Due to his health problems, I removed him from my breeding program. That's not what I'm having second thoughts on. I was all set to rehome him to a pet home, but his breeder blocked me and insisted that he be returned to her. We had a tousle about that and I finally just threw up my hands and said OK. It isn't ideal; she's only one person and the dogs don't have a 'family' atmosphere. My boy is used to being part of a family. I don't think he'll have a problem making the transition, but the home I had picked out had 400 acres, kids, other dogs, horses etc. 

Anyway, the closer the date comes to the 'hand over' the more I'm having all these crazy thoughts of just keeping him as a pet as I'm rather attached. I need to have folks either talk some sense into me or... well, not. I already have two pet dogs that I can't breed/show (one isn't even a GSD) and right now I have five total. I don't have acreage or anything, or kennels. They all live in my home and are housedogs. I am financially able to care for five dogs (barely), and the longer I have five the easier it feels for me to adjust to the extra. I thought four residents was my limit, but my boy gets along really well with everybody so he's 'invisible' in the sense that I never have to worry about him.

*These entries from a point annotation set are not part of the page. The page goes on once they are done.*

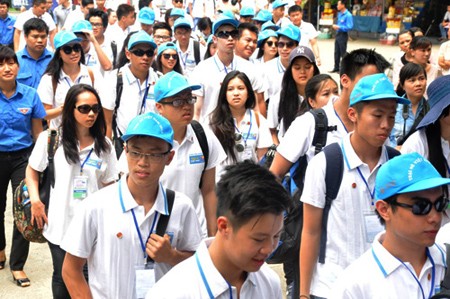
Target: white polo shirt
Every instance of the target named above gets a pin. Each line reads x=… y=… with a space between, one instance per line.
x=104 y=233
x=45 y=89
x=63 y=206
x=134 y=100
x=377 y=274
x=187 y=59
x=263 y=284
x=297 y=140
x=210 y=73
x=346 y=239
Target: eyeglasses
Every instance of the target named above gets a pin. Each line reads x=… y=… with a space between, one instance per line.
x=152 y=157
x=68 y=49
x=288 y=45
x=423 y=205
x=226 y=34
x=140 y=52
x=181 y=102
x=167 y=56
x=85 y=109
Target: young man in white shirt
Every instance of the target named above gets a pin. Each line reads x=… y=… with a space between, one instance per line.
x=231 y=265
x=350 y=225
x=409 y=202
x=114 y=232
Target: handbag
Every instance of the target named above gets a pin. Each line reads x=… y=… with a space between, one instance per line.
x=21 y=200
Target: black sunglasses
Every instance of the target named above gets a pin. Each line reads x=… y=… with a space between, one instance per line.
x=140 y=52
x=85 y=109
x=226 y=34
x=423 y=205
x=68 y=49
x=167 y=56
x=289 y=45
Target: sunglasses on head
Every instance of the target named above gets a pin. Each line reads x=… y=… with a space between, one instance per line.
x=167 y=56
x=226 y=34
x=140 y=52
x=68 y=49
x=85 y=109
x=289 y=45
x=423 y=206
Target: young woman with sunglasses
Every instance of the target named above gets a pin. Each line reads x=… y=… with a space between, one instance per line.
x=85 y=162
x=168 y=59
x=64 y=70
x=243 y=132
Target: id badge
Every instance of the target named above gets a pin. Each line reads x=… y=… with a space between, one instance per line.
x=145 y=279
x=80 y=185
x=372 y=226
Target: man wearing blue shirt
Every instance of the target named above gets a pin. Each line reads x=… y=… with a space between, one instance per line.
x=34 y=58
x=344 y=24
x=7 y=25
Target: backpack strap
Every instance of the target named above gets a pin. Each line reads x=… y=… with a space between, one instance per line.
x=203 y=141
x=163 y=220
x=333 y=178
x=196 y=52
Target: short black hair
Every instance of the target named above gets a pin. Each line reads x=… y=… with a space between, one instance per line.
x=35 y=24
x=247 y=190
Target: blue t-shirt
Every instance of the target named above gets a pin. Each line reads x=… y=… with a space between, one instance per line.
x=16 y=114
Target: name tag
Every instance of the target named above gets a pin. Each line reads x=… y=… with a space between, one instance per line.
x=196 y=159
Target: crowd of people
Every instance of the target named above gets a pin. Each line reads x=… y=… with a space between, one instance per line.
x=181 y=132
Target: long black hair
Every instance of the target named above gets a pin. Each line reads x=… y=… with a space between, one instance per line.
x=69 y=125
x=290 y=107
x=221 y=119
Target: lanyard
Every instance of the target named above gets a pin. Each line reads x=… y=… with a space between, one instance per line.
x=249 y=129
x=85 y=160
x=205 y=281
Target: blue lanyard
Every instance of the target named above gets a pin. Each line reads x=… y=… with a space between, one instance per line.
x=249 y=129
x=85 y=160
x=205 y=281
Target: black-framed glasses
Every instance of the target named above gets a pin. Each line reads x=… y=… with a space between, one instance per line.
x=85 y=109
x=68 y=49
x=288 y=45
x=140 y=52
x=168 y=56
x=226 y=34
x=423 y=205
x=181 y=102
x=152 y=157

This will be my first 'washed' dog, and I'm not used to it. I know the intelligent thing to do is to let him go and look to the future. I also know that the sentimental dog-lover in me is screaming "but he's your big fluffy mandog! How could you?!"

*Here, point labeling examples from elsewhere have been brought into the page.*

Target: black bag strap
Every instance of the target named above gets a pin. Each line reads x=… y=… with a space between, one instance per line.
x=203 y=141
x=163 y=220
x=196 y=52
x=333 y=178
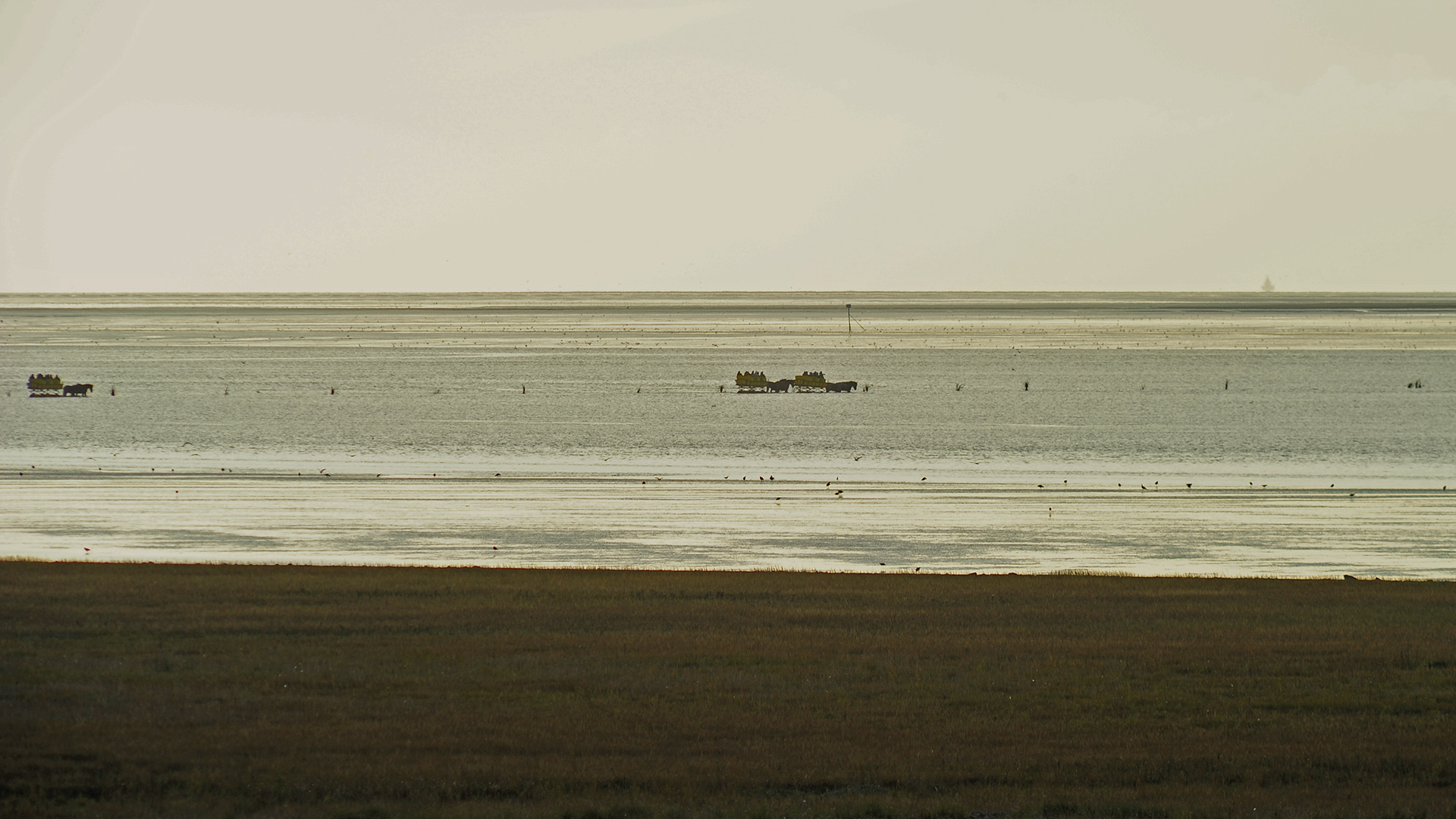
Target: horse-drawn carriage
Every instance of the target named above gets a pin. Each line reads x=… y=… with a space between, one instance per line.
x=47 y=385
x=808 y=382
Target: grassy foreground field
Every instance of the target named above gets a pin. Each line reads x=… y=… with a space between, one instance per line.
x=133 y=689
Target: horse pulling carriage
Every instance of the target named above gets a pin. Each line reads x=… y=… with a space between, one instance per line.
x=52 y=387
x=807 y=382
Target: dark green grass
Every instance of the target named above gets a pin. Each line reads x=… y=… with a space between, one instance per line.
x=133 y=689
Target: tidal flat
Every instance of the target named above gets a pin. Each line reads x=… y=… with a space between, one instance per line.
x=209 y=689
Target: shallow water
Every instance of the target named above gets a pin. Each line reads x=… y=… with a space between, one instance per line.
x=999 y=431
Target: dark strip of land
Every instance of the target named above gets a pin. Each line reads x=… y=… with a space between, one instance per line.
x=136 y=689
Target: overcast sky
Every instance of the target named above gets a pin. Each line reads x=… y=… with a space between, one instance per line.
x=848 y=145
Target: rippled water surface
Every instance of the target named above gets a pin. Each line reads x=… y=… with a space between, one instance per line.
x=998 y=431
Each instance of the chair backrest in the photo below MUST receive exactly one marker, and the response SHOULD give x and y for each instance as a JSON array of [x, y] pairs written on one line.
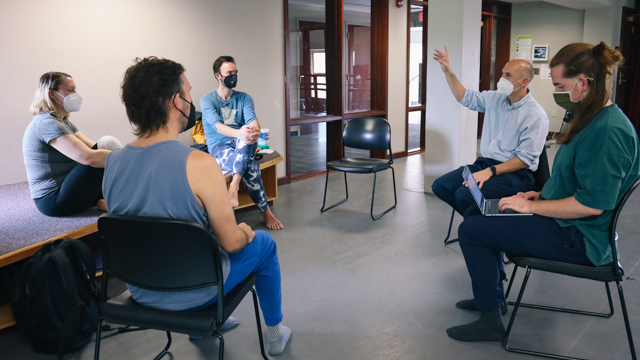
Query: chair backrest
[[542, 174], [369, 133], [160, 254], [613, 237]]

So somebody talk sense to me. I know I won't use him, nor do I need a pair of testicles in my home with intact females.


----------



## MaggieRoseLee (Aug 17, 2001)

Neuter him and keep him.


----------



## Shade (Feb 20, 2012)

MaggieRoseLee said:


> Neuter him and keep him.


If you really want to keep him then I agree with MRL


----------



## pyratemom (Jan 10, 2011)

If the breeder won't let you let him go to a good home like you described - neuter him and keep him as a pet. You are already attached it sounds like and letting him go back to where he will have no "family" to have fun with and be loved seems sad.


----------



## FirstTimeGSD (Jul 31, 2012)

I had to give up a dog once that I had become attached to....never again. Sounds like you've outlined all the reasons to keep him (financially able, gets along with other dogs, does not interfere with your day to day life...). Keep him


----------



## FirstTimeGSD (Jul 31, 2012)

Out of curiosity...if the dog is a washout, why is the breeder so insistent on either you keeping it or the dog going back to them?


----------



## carmspack (Feb 2, 2011)

if you have a place like this " I don't think he'll have a problem making the transition, but the home I had picked out had 400 acres, kids, other dogs, horses etc. "

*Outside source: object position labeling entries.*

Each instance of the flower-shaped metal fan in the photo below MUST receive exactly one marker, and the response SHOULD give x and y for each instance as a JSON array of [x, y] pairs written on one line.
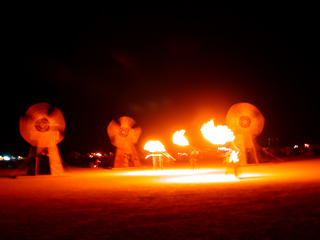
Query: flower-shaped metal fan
[[245, 118], [42, 126]]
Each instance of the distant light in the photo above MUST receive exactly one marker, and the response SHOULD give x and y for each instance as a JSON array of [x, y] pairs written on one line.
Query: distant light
[[224, 149]]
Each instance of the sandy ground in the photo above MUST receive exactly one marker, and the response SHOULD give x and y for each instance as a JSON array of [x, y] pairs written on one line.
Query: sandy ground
[[270, 201]]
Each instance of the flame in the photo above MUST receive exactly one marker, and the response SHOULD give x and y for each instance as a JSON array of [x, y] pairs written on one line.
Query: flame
[[234, 156], [217, 135], [154, 146], [179, 138]]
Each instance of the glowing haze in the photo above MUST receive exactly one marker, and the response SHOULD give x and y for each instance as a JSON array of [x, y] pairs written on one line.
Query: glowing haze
[[154, 146], [179, 138], [217, 135]]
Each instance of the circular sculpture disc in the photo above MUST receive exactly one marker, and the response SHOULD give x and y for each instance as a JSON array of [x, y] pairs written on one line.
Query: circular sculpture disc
[[42, 126], [245, 118]]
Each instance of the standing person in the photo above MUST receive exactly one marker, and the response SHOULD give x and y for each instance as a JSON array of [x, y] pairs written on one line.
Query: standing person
[[193, 159], [232, 160]]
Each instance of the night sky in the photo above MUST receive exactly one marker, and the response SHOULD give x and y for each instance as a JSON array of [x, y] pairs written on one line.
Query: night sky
[[167, 67]]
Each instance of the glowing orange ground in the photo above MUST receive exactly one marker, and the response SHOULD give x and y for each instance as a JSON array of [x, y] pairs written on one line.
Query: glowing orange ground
[[271, 201]]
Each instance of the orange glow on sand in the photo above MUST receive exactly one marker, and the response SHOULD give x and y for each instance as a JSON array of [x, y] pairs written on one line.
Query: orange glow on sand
[[217, 135], [179, 138], [191, 176], [154, 146]]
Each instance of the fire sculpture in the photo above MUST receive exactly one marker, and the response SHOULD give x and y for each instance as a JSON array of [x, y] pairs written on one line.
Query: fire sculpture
[[221, 135], [124, 137], [179, 139], [247, 122], [43, 128], [217, 135], [158, 152]]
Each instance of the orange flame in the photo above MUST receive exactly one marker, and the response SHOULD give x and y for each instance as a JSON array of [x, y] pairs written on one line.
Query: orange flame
[[234, 156], [154, 146], [217, 135], [179, 138]]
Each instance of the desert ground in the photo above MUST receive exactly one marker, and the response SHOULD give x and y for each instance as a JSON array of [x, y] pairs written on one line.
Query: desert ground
[[268, 201]]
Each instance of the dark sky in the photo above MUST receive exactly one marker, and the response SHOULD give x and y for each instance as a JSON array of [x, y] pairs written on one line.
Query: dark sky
[[167, 67]]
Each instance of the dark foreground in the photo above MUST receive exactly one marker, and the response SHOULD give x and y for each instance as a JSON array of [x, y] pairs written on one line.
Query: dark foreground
[[271, 201]]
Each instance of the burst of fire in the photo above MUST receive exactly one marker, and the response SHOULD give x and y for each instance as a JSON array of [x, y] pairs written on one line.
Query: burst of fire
[[179, 138], [234, 156], [217, 134], [154, 146]]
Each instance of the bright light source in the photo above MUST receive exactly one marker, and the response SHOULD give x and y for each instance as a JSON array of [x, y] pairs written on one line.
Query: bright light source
[[179, 138], [224, 149], [154, 146], [171, 172], [217, 135]]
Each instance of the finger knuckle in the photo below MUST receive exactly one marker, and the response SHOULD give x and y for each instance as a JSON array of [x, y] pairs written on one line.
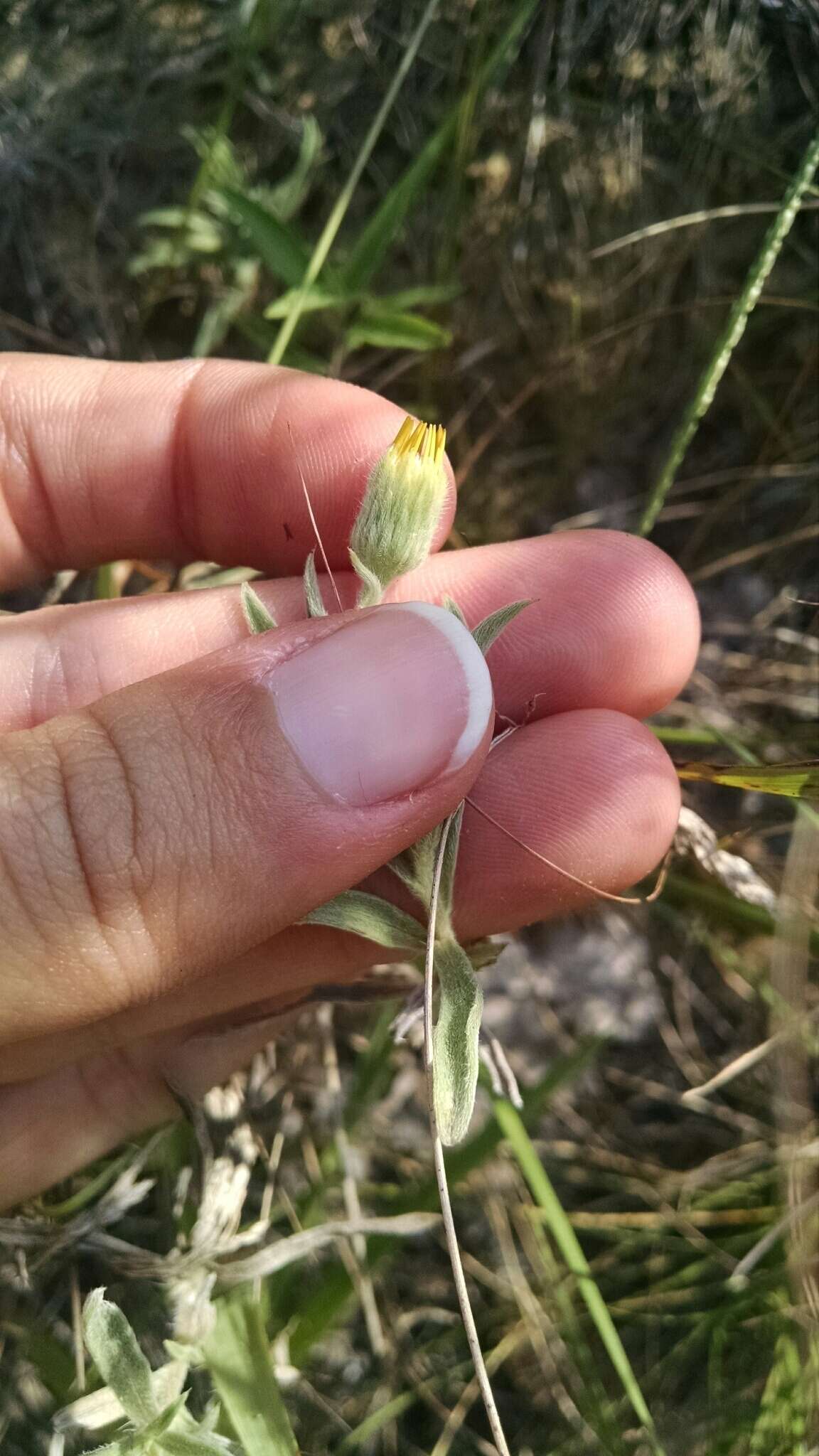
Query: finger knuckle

I think that is so ideal and in the end a better choice . He will get the one on one attention he needs.
If you want to be a breeder you have to be able to steel yourself and place animals. Sometimes it takes a while to find them the right place - and that is the only way to do it because you are doing it for them and not to them.


----------



## JakodaCD OA (May 14, 2000)

I guess for me it would depend on what was going to happen to him if returned, is he going into a kennel? Is the breeder going to place him in a nice home?

Will he be treated the way "I" would treat him? If no, I would neuter him and keep him.


----------



## wolfstraum (May 2, 2003)

Neuter the dog - bet she won't want him then...
Do you have his papers? Is he in your name?
Do you have a contract specifically saying you cannot sell him? Saying no matter what she gets him back?

There are ways around it, and I would not give the dog back to her as his quality of life will diminish. Be creative. He should go to the pet home with 400 acres, not to live out his life in a kennel.

Lee


----------



## carmspack (Feb 2, 2011)

" I was all set to rehome him to a pet home, but his breeder blocked me and insisted that he be returned to her. "

do you co-own the dog ?

once you own the dog it is your dog. she did not share in your medical expenses. I assume you are cutting your losses and not asking for some health quarantee to kick in.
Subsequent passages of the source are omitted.